In May the United States Supreme Court issued a long-awaited decision in a trio of cases that concerned whether employers can lawfully use mandatory arbitration agreements containing provisions that preclude employees from pursuing employment claims on a class action basis – and instead require them to pursue their claims in an individual private arbitration proceeding against the employer.  In a 5-4 decision, the Supreme Court decided that such provisions are legal and do not violate the provisions of the National Labor Relations Act, which provide non-management employees with the right to take collective action (including, but not limited to the formation of a union) with respect the terms and conditions of their employment.  See Epic Systems Corp. v. Lewis, Docket No. 16-285 (decided May 21, 2018).

The Epic Systems decision has paved the way for employers to use of such agreements to bar employees from participating in collective action lawsuit under the federal Fair Labor Standards Act, in which a single employee can file suit on behalf of themselves and other similarly situated employees to recover unpaid overtime or to recover for violation of the law’s minimum wage payment requirements.  In these cases, one employee is often able to certify a collective action, and the employer is then required to provide the names and mailing addresses of all similarly situated current and former employees to facilitate the Plaintiff’s attorney solicitation for these employees to join (opt in) the collective action lawsuit.  FLSA collective actions involving relatively small amounts of unpaid wages can result in significant liability, including liquidated (double) damages and an award of attorney fees to the Plaintiff’s counsel.  FLSA collective actions have grown increasingly popular with the Plaintiff’s bar due to the relative ease of certification of a collective action and the availability of statutory attorney fees, which can often dwarf the amount of the wages actually owed.

With the benefit of the Epic decision, it is now clear that a well-drafted mandatory arbitration agreement can be used to prevent employees from pursuing collective action litigation in this manner.  As the dust settles on this important decision, employers should take the opportunity to revisit whether or not mandatory arbitration agreements are appropriate for use with their workforce.

There are certainly benefits that may result from the use of employment arbitration agreements, including:

  • Avoidance of collective and class action lawsuits brought by employees under the FLSA and other state and federal statutes.
  • The employment dispute will be decided by an arbitrator (likely an attorney) who is well-versed in the law and on the average less likely to render a volatile decision than a jury.
  • Arbitration proceedings are private.
  • Discovery (depositions and document requests) is typically more streamlined in arbitration.
  • Arbitration proceedings can be resolved more quickly than some judicial proceedings.

But employers should also consider certain drawbacks presented by the arbitration process:

  • Arbitration of employment disputes are subject to certain “due process” considerations to make the process fair to employees – including the requirement that the employer pay the arbitrator’s fee (in court litigation neither party pays the judge’s salary).
  • Arbitrators are less likely to consider prehearing motions for summary judgment to dismiss the employee’s claims prior to an arbitration hearing.

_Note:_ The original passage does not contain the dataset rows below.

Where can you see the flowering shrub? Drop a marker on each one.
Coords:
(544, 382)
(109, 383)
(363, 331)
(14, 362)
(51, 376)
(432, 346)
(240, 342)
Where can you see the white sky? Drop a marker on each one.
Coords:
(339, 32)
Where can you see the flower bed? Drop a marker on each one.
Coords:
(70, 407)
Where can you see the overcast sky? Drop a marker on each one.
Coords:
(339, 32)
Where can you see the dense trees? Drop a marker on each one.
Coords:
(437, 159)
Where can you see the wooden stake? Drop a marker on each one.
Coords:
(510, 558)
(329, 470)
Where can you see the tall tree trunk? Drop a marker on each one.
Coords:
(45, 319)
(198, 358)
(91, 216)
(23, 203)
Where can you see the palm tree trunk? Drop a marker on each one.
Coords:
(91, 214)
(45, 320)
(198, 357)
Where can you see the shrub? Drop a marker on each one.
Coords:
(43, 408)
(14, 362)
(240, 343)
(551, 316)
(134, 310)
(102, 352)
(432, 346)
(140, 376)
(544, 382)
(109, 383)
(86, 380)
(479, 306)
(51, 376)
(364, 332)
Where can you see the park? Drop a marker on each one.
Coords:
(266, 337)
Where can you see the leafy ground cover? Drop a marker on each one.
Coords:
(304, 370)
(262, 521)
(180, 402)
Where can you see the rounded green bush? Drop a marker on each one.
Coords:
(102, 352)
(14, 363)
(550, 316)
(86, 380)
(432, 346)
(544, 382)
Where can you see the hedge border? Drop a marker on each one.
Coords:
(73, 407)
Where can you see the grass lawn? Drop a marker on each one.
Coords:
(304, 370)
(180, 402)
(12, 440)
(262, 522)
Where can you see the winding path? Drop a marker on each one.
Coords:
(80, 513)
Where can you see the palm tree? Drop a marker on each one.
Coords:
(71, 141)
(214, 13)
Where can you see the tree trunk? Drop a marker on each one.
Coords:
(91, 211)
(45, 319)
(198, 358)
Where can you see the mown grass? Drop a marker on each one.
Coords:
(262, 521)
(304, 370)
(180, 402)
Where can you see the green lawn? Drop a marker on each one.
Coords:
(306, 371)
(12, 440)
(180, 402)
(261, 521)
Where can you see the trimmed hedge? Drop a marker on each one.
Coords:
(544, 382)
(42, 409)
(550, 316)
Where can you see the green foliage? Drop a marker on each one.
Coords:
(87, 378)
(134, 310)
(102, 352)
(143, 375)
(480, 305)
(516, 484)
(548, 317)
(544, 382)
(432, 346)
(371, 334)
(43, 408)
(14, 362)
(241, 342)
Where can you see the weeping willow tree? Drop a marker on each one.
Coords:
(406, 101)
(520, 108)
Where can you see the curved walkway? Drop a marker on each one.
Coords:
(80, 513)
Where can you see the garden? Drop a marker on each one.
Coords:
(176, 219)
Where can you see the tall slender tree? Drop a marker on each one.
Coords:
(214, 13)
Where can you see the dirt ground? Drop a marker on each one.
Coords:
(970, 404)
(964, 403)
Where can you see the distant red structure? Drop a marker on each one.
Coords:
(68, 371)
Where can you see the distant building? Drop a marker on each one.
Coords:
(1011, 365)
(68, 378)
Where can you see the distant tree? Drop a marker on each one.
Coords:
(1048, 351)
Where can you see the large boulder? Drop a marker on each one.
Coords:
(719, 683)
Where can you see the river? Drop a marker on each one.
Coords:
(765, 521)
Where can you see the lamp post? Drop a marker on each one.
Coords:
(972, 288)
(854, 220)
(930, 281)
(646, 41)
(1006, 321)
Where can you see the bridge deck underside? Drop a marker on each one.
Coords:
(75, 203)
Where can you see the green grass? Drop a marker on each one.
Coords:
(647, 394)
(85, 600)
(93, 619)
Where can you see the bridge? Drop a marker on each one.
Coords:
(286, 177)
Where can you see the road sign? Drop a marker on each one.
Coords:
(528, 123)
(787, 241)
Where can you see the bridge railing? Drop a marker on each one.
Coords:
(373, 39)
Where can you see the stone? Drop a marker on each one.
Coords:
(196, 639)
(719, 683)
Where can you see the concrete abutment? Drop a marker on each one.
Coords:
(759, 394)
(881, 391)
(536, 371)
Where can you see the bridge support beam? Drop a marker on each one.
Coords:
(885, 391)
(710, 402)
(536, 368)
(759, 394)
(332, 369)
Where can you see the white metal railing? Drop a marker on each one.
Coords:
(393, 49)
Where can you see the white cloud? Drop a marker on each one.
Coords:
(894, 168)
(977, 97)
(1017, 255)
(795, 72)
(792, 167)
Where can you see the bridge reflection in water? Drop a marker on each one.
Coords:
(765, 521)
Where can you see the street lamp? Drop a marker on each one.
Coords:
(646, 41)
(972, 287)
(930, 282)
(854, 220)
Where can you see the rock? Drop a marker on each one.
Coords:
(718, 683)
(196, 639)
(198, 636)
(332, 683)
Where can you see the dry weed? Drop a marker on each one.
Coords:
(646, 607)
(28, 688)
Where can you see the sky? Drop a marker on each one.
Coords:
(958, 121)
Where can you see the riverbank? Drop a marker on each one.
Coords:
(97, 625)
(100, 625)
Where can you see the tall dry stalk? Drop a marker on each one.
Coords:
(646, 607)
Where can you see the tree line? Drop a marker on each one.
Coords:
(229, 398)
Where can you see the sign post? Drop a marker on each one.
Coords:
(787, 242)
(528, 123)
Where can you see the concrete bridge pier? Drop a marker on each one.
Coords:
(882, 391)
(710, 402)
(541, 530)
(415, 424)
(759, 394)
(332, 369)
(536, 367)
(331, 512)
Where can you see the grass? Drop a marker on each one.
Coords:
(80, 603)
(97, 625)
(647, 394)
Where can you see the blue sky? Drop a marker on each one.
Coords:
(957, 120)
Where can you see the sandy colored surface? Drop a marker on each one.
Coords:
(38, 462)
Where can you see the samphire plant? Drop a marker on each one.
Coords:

Although the likelihood for success varies with the judicial forum, employers generally have a good success rate on pretrial motions.
  • Some arbitrators have a propensity to try to reach a “fair” result, rather than the correct legal result. In these cases, an arbitrator may decide to “split the baby” and award something to an employee who was treated “unfairly,” even though the claim has no legal merit.
  • As a general matter, there is no right to appeal a bad arbitration award, even when it is clear that the arbitrator’s decision is factually or legally incorrect.

Also, employers should be aware that arbitration agreements will not be effective in preventing government agencies, such as the Equal Employment Opportunity Commission or the Department of Labor, from pursuing enforcement actions on behalf of its employees on a class-wide basis, as the Supreme Court has previously held that government agencies are not bound by the terms of private arbitration agreements.

The Supreme Court’s recent decision certainly provides another reason (avoidance of employee class action lawsuits) for employer’s to reconsider the benefits of mandatory arbitration agreements.  But employers should carefully weigh the costs and benefits unique to their workforce, employment claims experience, the court system in which employment claims are typically brought against the company and other factors before deciding.  Employers who decide to establish an arbitration program for use with employees should also work closely with counsel to ensure that the agreement is tailored to meet the employer’s needs and to ensure that the agreement is drafted in a manner that will be enforceable.